Choosing to Leave the War Path
In the wake of the August 29 drone strike in Kabul, which mistakenly killed an innocent aid worker and his young family, the policy debate has rightfully focused on whether U.S. procedures for direct action are sufficiently rigorous. Yet it would be a mistake to focus only on the conduct of such operations, without addressing fundamental issues concerning whether the use of force is both justified and judicious in the long term. Tinkering with Obama and Trump-era procedures for direct action will not produce real change and may perpetuate, not end, the forever wars.
In order to end the war on terror, the Biden administration should focus on the initiation and termination of hostilities. After all, a war lasts “forever” only if it has no clearly demarcated beginning and end. Addressing the initiation of hostilities starts with war powers reform and repealing outdated authorizations for use of military force (AUMFs). Instead of vaguely committing to work with Congress to replace the 2001 AUMF with a “narrow and specific framework,” the administration should engage congressional staffers proactively to determine how to implement the reforms that Tess Bridgeman, Ryan Goodman, Stephen Pomper, Steve Vladeck, and others have proposed here and here.
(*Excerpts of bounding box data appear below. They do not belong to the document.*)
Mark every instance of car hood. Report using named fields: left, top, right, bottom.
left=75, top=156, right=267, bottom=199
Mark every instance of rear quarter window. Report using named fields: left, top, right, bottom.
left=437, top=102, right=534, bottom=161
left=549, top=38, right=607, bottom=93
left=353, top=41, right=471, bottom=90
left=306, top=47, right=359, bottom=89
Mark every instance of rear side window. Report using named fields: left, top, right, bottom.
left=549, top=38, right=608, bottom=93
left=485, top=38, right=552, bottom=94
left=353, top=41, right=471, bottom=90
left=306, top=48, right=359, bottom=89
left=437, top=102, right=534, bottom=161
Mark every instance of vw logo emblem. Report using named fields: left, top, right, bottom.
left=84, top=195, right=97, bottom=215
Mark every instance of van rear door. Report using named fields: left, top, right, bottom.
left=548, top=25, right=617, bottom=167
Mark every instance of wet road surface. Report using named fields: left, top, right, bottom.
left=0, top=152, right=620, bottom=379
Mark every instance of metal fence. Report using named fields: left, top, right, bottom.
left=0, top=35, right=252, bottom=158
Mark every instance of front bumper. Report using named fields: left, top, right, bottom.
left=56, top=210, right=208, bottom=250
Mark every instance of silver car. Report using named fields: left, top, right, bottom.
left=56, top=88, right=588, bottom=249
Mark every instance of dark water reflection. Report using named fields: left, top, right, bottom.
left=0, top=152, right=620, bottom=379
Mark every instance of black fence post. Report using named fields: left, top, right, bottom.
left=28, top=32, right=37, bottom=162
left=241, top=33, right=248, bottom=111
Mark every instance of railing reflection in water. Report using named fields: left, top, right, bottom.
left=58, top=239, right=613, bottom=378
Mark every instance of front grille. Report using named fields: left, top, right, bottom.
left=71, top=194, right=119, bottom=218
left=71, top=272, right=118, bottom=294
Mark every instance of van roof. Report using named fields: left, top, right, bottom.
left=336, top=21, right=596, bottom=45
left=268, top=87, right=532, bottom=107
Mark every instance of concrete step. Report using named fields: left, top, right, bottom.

Congress, for its part, should avoid simply replacing the 2001 AUMF with an “updated” version of the law. A new AUMF that spans multiple groups would only further lend credence to the view that the United States is engaged in a monolithic “war” against terrorism. Instead, Congress should simply repeal the 2001 AUMF and then pass separate AUMFs for each group that poses a specific, direct threat of attack against the United States and limit those U.S. force commitments to a discrete geographic location. In doing so, Congress would take a consequential step toward leaving the war path by rejecting the notion that counterterrorism operations are part of a global armed conflict.
Rejecting the global war on terror implies that the majority of over-the-horizon operations will fall below the threshold of armed conflict. In such cases, drone strikes, special operations, and train, advise, and assist missions should follow conditions approximating those of self-defense, where force can be used only to stop a temporally imminent threat of attack. This would preclude resorting to tactics that often result in the most civilian harm, notably targeting unidentified individuals based on factors such as their group membership, affiliation, gender, or patterns of activity. And it would require U.S. officials to adopt a posture of strategic restraint where force is authorized only when there is high epistemic certainty, based on multiple intelligence streams, that it will prevent an imminent threat to life.
Most importantly, the Biden administration must consider when and how the war on terror ends. Beyond stopping attacks that are truly imminent, all force, even limited force, is justified only insofar as it provides a window of opportunity for diplomacy and other policy tools to work. But drone strikes and special operations may detract from broader policy efforts to counter violent extremism and rarely, if ever, lead to negotiated settlements which would pave the way for peace. Without an overarching plan for restoring order and transitioning counterterrorism operations to local government control, over-the-horizon capabilities will serve only to entrench existing patterns of domination within the international system, allowing powerful states to hold one group of people perpetually at risk in an attempt to guarantee the safety of another. If the Biden administration is serious about putting human rights—and America’s long-term interests—at the center of its foreign policy, then ending the war on terror would be a good place to start.